【特別展】 グレートジャーニー 人類の旅 The Great Jouney この星に、生き残るための物語
2013年3月16日(土)~6月9日(日)
国立科学博物館 東京上野公園
【グレートジャーニー展公式サイト】 http://gj2013.jp/
今、人類史にとても興味があるので、この展示会が待ち遠しくてたまりませんでした。
さっそく初日に駆けつけました!
天気は良く、桜もチラホラ咲いていました。
『グレートジャーニー』といえば、1993年から放送された関野吉晴さんの特別番組を思い出しますが、今回の展示はその時の旅のダイジェスト版となっています。

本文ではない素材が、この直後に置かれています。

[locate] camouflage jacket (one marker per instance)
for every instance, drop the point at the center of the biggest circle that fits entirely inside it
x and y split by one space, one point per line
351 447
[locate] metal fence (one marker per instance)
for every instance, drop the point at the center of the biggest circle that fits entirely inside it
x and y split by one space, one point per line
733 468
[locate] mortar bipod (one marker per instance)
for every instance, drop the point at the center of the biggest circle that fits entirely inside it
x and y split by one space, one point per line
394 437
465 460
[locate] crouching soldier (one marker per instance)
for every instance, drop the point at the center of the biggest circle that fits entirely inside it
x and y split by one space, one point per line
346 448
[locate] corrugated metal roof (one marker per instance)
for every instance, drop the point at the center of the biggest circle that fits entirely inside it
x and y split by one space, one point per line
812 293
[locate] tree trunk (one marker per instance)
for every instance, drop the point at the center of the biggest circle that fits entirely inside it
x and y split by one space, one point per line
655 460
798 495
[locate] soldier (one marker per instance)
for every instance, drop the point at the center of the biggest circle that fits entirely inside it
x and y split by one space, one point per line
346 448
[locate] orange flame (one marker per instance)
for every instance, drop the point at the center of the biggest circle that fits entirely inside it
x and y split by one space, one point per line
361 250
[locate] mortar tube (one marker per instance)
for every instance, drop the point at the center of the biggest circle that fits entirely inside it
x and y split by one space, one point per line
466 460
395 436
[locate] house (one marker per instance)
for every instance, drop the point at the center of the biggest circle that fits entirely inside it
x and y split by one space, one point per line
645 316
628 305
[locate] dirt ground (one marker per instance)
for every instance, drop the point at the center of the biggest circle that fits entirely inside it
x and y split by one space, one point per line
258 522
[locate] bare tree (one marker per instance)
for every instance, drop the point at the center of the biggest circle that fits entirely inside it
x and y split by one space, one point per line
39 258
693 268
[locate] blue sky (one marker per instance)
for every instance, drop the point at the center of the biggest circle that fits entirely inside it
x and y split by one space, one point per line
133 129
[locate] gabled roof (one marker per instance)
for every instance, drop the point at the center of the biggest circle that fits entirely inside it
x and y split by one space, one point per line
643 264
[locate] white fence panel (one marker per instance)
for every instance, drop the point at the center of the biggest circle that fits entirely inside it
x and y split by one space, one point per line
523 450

当時番組を見た人は、展示を見ていると色々と思い出すこともあると思います。
私が一番に思い出すのは、関野さんがベーリング海峡をカヌーで渡る回でした。
人類の旅ということで、もう少し人類史に踏み込んだ展示があるのかと思ったら、民族学的な内容ばかりで、ちょっと物足りませんでしたが、干し首にミイラと、濃い展示物もあったので、十分楽しめました。
今回は写真撮影OK(干し首とミイラ以外)だったので、いくつか興味深いものを撮影しました。
■熱帯雨林コーナー
このコーナーでの目玉は3体の『干し首』です。
こぶし大に縮められた人間の首が展示されているのですが、やはり衝撃でした。
10年前には普通に展示されていたのですが、その後、倉庫入りとなり、しばらく見ることが出来ませんでしたが、こうやって再会してみると、やはり貴重であり、面白いモノだなと思いました。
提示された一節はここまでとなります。